We developed 4 main Social value commitments: The first commitment is about “Looking after yourself and others”, which is about well-being and safety. We have a fantastic health and safety record and we work hard on well-being. With our second commitment, we are working to continue to embed our diverse and inclusive cultures. Our third commitment is about enriching communities, which covers everything from volunteering to hiring practices and local education. The last commitment concerns social value partnerships — how do we share our values with the organisations we partner with?
We have a commercial focus when running logistics, developing a fantastic onboarding experience for people, and building a strong culture. When we think about the future, we have to build capability in tech, so a lot of our time is spent looking at what we’ll need moving forward and how a diverse workforce can provide that.

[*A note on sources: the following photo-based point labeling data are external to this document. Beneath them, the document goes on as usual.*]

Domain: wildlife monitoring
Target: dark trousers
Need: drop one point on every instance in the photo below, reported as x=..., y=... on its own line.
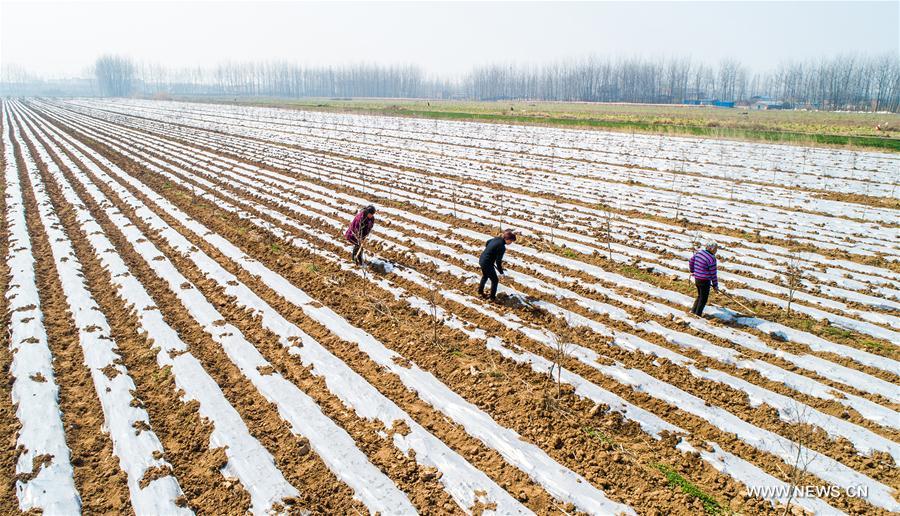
x=488, y=273
x=702, y=296
x=356, y=255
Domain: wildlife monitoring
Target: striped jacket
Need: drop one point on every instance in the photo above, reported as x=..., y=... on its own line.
x=703, y=267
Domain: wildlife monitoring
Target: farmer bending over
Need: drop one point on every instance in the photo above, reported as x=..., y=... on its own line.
x=358, y=231
x=703, y=272
x=491, y=257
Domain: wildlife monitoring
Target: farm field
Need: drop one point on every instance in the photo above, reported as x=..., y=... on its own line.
x=187, y=334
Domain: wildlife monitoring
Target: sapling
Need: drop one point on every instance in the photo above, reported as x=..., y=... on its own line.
x=800, y=435
x=793, y=276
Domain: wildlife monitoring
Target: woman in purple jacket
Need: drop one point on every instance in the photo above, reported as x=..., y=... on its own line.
x=359, y=229
x=704, y=274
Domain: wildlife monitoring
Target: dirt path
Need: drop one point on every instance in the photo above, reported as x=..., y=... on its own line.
x=9, y=425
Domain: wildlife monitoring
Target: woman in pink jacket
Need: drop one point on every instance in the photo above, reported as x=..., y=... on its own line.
x=359, y=229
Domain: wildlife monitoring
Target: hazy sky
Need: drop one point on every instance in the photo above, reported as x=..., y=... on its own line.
x=57, y=39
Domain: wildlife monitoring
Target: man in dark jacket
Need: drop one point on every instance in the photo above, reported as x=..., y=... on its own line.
x=491, y=257
x=359, y=229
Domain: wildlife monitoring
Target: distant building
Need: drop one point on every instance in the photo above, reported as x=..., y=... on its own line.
x=762, y=104
x=708, y=102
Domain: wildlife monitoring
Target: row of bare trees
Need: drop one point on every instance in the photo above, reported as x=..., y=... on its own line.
x=851, y=82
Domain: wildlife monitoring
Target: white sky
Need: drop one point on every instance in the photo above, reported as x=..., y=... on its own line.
x=63, y=39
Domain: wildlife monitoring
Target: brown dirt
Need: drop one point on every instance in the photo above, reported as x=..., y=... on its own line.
x=9, y=424
x=433, y=361
x=98, y=478
x=320, y=491
x=178, y=425
x=534, y=405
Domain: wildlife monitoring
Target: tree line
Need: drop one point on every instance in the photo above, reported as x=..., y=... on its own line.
x=849, y=82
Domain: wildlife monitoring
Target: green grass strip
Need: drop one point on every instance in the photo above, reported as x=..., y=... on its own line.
x=676, y=480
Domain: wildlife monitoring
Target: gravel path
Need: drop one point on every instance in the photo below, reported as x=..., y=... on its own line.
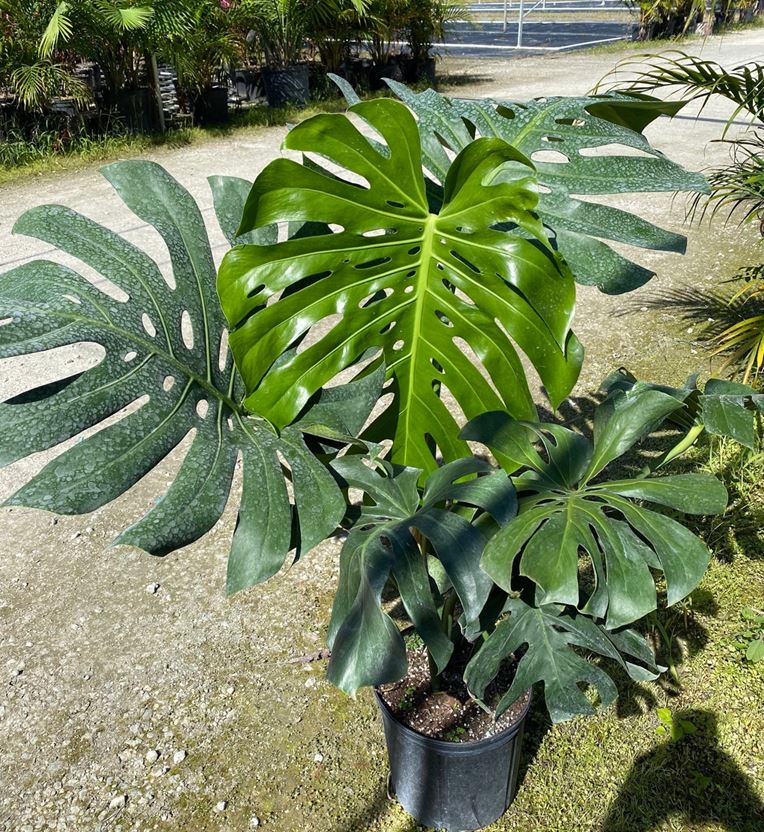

This is something that challenges us, especially because not all of our workforce are tech-enabled. Like many organisations, we have a pulse survey that checks our engagement, which, thankfully, is on the increase! When it comes to strategy, we have a number of communication channels. Teams is brilliant for this; we have big meetings as well as smaller local ones to keep engagement at every level. We also use Hapi App, to communicate directly with all our colleagues, as well as provide them with which can be used to check well-being.
It has not been a difficult sell, to be honest, to persuade the executive team of the need to have a strong social value strategy. The metrics speak for themselves, we can clearly see the link between diverse teams and engagement and commercial delivery. In addition to that, because we have to pitch for business, our customers are clued-in to this agenda and want to make sure that we align with their values.
To zig-zag. Take opportunities as they come, and don’t just be focused on progression upwards! It’s about driving diversity of learning and opportunity so you can constantly grow.